UC Irvine epidemiologist and public health expert Andrew Noymer said it would make sense to reopen Disneyland in the Orange Tier because so many other indoor businesses, like the South Coast Plaza, are open.
“So, I agree 100 percent that any county that’s in the Red (like OC) shouldn’t have the theme park open. I agree 100 percent that when you’re in the yellow, you can safely open the theme parks. I have this complicated view about orange,” Noymer said in a Wednesday phone interview.
He said there needs to be some consistency in the public health guidelines.
“I actually think they probably can open in Orange, but there’s some caveats there. One of the things is there’s been lots of talk about beaches,” Noymer said, referring to the beach debate that raged before Memorial Day weekend.
“Well these theme parks are outside.
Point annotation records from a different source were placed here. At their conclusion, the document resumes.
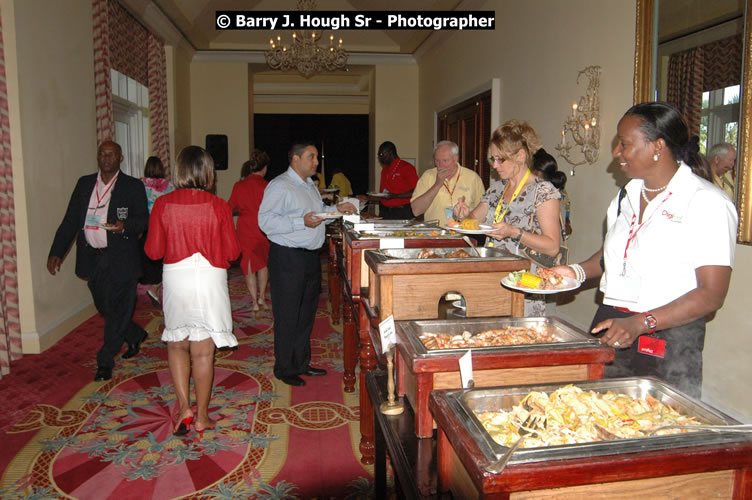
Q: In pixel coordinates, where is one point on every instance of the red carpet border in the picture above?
(65, 436)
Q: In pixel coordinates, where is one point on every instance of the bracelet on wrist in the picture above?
(579, 272)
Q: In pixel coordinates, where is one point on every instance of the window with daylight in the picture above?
(130, 110)
(720, 117)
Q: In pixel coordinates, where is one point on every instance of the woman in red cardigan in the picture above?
(193, 231)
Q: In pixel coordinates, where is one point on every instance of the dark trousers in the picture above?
(295, 282)
(115, 299)
(396, 213)
(681, 367)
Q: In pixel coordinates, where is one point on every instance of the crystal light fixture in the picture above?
(304, 53)
(583, 125)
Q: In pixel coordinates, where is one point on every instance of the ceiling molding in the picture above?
(279, 88)
(311, 99)
(257, 56)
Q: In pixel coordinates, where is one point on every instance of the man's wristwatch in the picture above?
(517, 238)
(650, 322)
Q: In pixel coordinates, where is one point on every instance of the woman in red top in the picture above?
(192, 230)
(244, 201)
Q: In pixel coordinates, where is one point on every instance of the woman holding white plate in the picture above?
(522, 208)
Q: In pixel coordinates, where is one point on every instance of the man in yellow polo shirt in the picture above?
(440, 188)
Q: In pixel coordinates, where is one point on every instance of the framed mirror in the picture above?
(645, 76)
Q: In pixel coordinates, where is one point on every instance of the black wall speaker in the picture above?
(216, 145)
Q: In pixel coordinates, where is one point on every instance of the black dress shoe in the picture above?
(134, 348)
(103, 373)
(292, 380)
(314, 372)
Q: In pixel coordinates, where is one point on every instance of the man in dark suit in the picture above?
(107, 212)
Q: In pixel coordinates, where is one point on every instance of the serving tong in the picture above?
(525, 429)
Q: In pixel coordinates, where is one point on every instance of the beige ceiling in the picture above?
(195, 19)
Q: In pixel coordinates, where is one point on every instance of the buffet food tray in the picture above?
(395, 223)
(567, 336)
(466, 402)
(401, 255)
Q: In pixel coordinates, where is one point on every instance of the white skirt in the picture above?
(196, 302)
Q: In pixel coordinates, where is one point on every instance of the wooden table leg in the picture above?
(443, 453)
(334, 284)
(350, 339)
(367, 363)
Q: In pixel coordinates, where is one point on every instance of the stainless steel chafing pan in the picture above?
(406, 232)
(566, 335)
(467, 402)
(390, 256)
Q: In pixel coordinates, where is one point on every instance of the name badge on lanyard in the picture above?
(624, 284)
(93, 221)
(651, 346)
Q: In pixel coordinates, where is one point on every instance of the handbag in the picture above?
(543, 260)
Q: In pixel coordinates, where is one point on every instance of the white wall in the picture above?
(49, 49)
(219, 105)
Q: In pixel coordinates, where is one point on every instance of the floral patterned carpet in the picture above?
(65, 436)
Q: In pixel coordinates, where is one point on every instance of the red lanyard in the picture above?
(633, 232)
(451, 193)
(96, 191)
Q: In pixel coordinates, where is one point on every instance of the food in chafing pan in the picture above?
(570, 415)
(543, 279)
(513, 335)
(427, 253)
(470, 224)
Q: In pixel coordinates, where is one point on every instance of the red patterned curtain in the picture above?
(157, 74)
(723, 63)
(123, 44)
(10, 324)
(686, 74)
(128, 44)
(690, 73)
(102, 80)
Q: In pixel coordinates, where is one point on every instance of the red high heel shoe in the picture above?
(184, 427)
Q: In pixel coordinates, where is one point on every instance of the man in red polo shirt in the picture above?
(399, 178)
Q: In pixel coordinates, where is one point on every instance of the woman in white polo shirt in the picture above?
(667, 256)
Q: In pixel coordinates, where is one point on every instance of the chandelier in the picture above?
(304, 53)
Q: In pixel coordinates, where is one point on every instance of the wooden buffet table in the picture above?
(356, 329)
(413, 460)
(709, 470)
(577, 357)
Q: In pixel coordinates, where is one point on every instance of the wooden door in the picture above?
(469, 125)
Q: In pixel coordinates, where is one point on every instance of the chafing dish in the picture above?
(406, 232)
(465, 403)
(393, 256)
(567, 336)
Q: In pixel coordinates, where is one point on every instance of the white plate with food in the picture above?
(484, 229)
(328, 215)
(524, 281)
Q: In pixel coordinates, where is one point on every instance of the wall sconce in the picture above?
(583, 125)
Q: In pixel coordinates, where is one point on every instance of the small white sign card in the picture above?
(466, 369)
(388, 333)
(392, 243)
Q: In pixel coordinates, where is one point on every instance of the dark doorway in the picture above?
(342, 138)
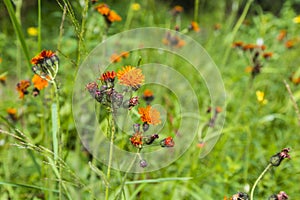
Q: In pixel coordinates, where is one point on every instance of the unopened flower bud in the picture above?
(276, 159)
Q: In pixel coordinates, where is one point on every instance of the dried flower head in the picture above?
(130, 76)
(150, 115)
(22, 88)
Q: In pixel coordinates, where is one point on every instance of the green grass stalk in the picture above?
(196, 10)
(235, 30)
(39, 25)
(18, 30)
(112, 136)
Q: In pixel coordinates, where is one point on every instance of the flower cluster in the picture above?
(45, 67)
(132, 78)
(109, 15)
(256, 52)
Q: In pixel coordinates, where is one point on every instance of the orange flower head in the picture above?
(22, 88)
(137, 140)
(38, 59)
(39, 83)
(194, 26)
(149, 115)
(103, 9)
(113, 17)
(115, 58)
(12, 113)
(131, 76)
(108, 76)
(267, 55)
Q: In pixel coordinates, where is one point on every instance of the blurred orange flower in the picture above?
(22, 88)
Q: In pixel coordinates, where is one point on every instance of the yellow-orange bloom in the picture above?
(115, 58)
(38, 82)
(113, 17)
(150, 115)
(130, 76)
(103, 9)
(194, 26)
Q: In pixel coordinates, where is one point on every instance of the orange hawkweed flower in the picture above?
(267, 55)
(237, 44)
(281, 35)
(12, 113)
(38, 59)
(38, 82)
(149, 115)
(115, 58)
(103, 9)
(108, 76)
(167, 142)
(22, 88)
(130, 76)
(137, 140)
(194, 26)
(113, 17)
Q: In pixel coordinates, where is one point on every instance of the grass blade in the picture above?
(18, 30)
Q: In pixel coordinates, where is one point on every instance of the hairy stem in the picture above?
(258, 179)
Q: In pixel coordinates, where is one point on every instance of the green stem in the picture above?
(112, 136)
(196, 10)
(235, 29)
(18, 29)
(39, 25)
(258, 179)
(126, 173)
(81, 36)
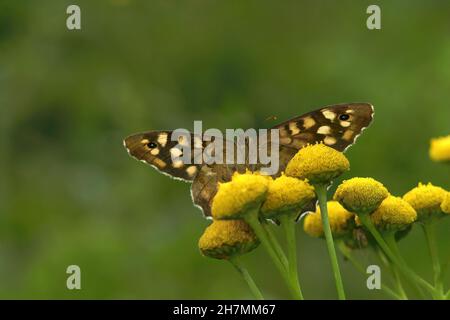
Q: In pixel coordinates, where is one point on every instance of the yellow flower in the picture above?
(224, 239)
(394, 213)
(317, 163)
(341, 221)
(244, 192)
(445, 205)
(440, 149)
(361, 195)
(286, 194)
(426, 199)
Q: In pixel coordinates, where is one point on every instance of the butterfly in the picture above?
(337, 126)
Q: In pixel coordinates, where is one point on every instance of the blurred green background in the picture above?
(70, 194)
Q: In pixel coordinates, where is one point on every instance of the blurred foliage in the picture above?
(70, 194)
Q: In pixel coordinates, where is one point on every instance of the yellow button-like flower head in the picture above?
(361, 195)
(224, 239)
(317, 163)
(440, 149)
(394, 213)
(342, 221)
(242, 193)
(426, 199)
(445, 205)
(286, 194)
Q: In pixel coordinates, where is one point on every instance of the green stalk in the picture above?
(390, 240)
(428, 228)
(276, 245)
(321, 192)
(367, 222)
(253, 220)
(347, 253)
(288, 223)
(236, 262)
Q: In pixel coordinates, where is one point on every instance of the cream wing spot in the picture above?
(175, 152)
(162, 139)
(329, 140)
(308, 122)
(183, 140)
(294, 128)
(159, 163)
(285, 140)
(330, 115)
(324, 130)
(198, 143)
(177, 164)
(154, 152)
(191, 171)
(348, 135)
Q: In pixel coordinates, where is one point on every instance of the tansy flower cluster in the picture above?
(361, 215)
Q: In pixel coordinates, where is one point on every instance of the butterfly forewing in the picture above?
(337, 126)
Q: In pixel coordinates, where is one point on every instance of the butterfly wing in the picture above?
(156, 149)
(337, 126)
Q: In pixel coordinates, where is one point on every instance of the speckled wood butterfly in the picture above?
(337, 126)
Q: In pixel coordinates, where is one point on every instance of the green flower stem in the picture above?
(346, 252)
(321, 192)
(253, 220)
(367, 222)
(236, 262)
(288, 223)
(428, 228)
(276, 245)
(391, 267)
(390, 240)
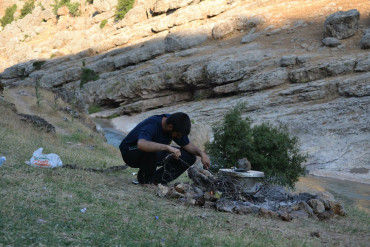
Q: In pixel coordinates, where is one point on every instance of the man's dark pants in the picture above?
(147, 162)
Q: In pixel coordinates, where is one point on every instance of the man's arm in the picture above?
(149, 146)
(191, 148)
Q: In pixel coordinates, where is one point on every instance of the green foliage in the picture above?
(94, 108)
(88, 75)
(9, 15)
(27, 8)
(232, 140)
(123, 7)
(103, 23)
(269, 149)
(37, 65)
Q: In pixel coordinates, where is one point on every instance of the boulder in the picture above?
(288, 60)
(136, 15)
(162, 6)
(222, 70)
(185, 39)
(363, 64)
(222, 28)
(264, 80)
(342, 25)
(365, 40)
(255, 21)
(38, 122)
(331, 42)
(63, 11)
(316, 205)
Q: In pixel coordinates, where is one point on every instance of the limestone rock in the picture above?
(342, 25)
(338, 208)
(289, 60)
(331, 42)
(365, 40)
(363, 64)
(222, 28)
(264, 80)
(185, 39)
(268, 213)
(63, 11)
(250, 37)
(104, 5)
(316, 205)
(223, 70)
(255, 21)
(162, 6)
(136, 15)
(319, 71)
(38, 122)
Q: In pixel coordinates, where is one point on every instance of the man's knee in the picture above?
(188, 157)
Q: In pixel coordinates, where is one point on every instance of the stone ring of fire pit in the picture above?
(236, 173)
(243, 181)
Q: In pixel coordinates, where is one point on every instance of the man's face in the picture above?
(176, 135)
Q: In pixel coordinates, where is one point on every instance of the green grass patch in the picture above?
(123, 7)
(43, 206)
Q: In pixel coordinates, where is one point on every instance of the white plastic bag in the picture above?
(45, 160)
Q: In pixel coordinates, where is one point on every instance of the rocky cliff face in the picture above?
(203, 57)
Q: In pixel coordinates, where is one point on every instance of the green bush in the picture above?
(123, 7)
(88, 75)
(269, 149)
(27, 8)
(9, 15)
(103, 23)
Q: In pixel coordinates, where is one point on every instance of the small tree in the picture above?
(269, 149)
(9, 15)
(231, 140)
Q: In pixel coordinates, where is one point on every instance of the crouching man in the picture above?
(147, 147)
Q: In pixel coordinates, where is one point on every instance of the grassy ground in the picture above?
(43, 206)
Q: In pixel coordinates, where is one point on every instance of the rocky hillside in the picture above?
(302, 63)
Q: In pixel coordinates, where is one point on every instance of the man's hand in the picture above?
(205, 161)
(176, 152)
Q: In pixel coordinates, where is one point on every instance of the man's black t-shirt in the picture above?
(151, 130)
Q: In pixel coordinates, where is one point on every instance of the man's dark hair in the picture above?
(180, 121)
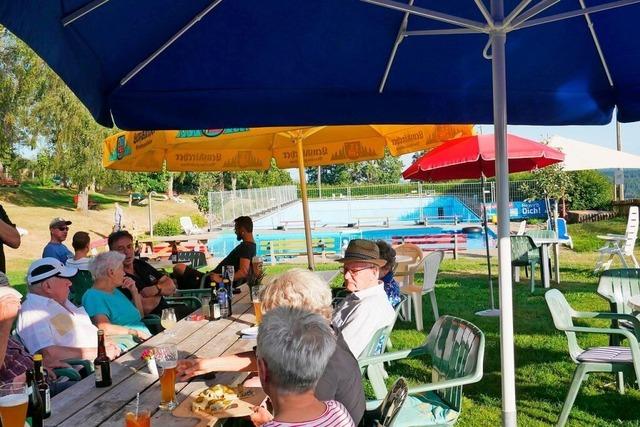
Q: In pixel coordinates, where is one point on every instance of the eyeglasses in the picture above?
(346, 269)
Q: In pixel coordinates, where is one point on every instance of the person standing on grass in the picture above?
(58, 229)
(8, 236)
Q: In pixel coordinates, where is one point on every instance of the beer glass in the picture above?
(257, 303)
(167, 359)
(13, 404)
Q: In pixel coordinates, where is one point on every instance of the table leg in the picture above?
(545, 266)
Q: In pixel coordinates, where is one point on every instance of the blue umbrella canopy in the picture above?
(151, 64)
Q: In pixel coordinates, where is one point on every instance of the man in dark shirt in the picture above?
(152, 284)
(8, 236)
(239, 258)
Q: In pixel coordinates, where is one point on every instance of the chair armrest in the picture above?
(395, 355)
(468, 379)
(601, 315)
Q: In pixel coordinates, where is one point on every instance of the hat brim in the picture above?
(374, 261)
(68, 272)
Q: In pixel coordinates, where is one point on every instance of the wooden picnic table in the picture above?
(85, 405)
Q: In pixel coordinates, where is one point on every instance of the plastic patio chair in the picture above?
(524, 253)
(616, 286)
(386, 413)
(431, 265)
(596, 359)
(563, 233)
(620, 245)
(456, 350)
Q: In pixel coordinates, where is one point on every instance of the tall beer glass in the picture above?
(13, 404)
(167, 359)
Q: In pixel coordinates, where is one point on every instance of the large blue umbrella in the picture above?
(167, 64)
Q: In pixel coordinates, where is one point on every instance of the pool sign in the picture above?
(522, 210)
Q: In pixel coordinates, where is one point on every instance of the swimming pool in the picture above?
(392, 211)
(336, 239)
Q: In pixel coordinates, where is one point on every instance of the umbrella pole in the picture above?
(492, 312)
(305, 203)
(498, 72)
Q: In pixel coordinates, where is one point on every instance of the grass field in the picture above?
(543, 366)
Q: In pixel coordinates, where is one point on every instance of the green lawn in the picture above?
(543, 367)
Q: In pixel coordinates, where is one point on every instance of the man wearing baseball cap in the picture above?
(49, 323)
(367, 308)
(58, 229)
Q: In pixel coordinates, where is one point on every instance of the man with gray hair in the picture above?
(294, 347)
(49, 323)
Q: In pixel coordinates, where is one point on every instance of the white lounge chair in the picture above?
(620, 245)
(188, 227)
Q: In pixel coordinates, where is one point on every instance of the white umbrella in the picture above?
(583, 156)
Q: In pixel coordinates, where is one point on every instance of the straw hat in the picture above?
(361, 250)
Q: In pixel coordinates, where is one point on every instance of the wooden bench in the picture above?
(295, 247)
(435, 242)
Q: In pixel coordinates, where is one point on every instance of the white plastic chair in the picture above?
(620, 245)
(188, 227)
(431, 265)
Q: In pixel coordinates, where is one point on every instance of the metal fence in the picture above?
(225, 206)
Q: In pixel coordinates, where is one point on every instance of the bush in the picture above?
(591, 190)
(171, 226)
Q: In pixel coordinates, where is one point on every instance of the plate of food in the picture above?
(220, 401)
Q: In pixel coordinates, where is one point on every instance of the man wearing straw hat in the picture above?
(367, 308)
I think we have to be kind of consistent. The theme parks are proposing to reopen with masks and reduced capacity,” Noymer said. “They’re cutting down on the lines and everyone’s masking etc, etc. You won’t find me there, personally, but I’m taking a very conservative approach.”
“If you can go to the beach, why can’t you go to Disneyland?” Noymer said. “If you can all pile into Trader Joes, then why can’t you go to Disneyland? The parks have sworn upon a stack of bibles that they’re going to be enforcing masks”
Meanwhile, many jobless residents have to fight for their unemployment checks and for food because the employment department has been overwhelmed and failed to keep up with the increased demand, while local food banks were on track to lose federal assistance.
On Tuesday, the Orange County Board of Supervisors unanimously voted, without much discussion, to extend an agreement to financially support local food banks.
The $3 million in Coronavirus federal relief money will be administered by the Social Services agency to Second Harvest Food Bank and the Community Action Partnership of Orange County. The OC Food Bank is a subsidiary of the Community Action Partnership of Orange County.
The food banks will use the money to get food to pantries throughout the count and these pantries will give the food out for free to anyone in need.
The supervisors’ decision came less than a week after the Voice of OC reported on the food deficiency expected to hit the county next month as unemployment remains high and federal aid for food banks winds down.
This will be the second round of coronavirus relief funding the county has given the Second Harvest and the Community Action Partnership. In May, supervisors voted to give food banks an initial $3 million.
Since the pandemic began in March, the virus has killed 1,440 county residents out of 58,010 confirmed cases, according to the county Health Care Agency.
For context, Orange County has averaged around 20,000 deaths a year since 2016, according to state health data. According to those same statistics, the flu kills about 543 OC residents annually.
As of Friday, 162 people were hospitalized for the virus, including 58 in intensive care units.
Noymer and other public health experts have said they expect a second wave of coronavirus infections in the coming months.
“There’s going to be a second wave. There’s second waves in Europe, second waves happening in other parts of the U.S. There’s going to be a second wave. The coronavirus isn’t over yet,” Noymer said.
Noymer also said, based on his modeling, that OC will see its 2,000th death by early next year.
“This epidemic is going to have waves — plural.”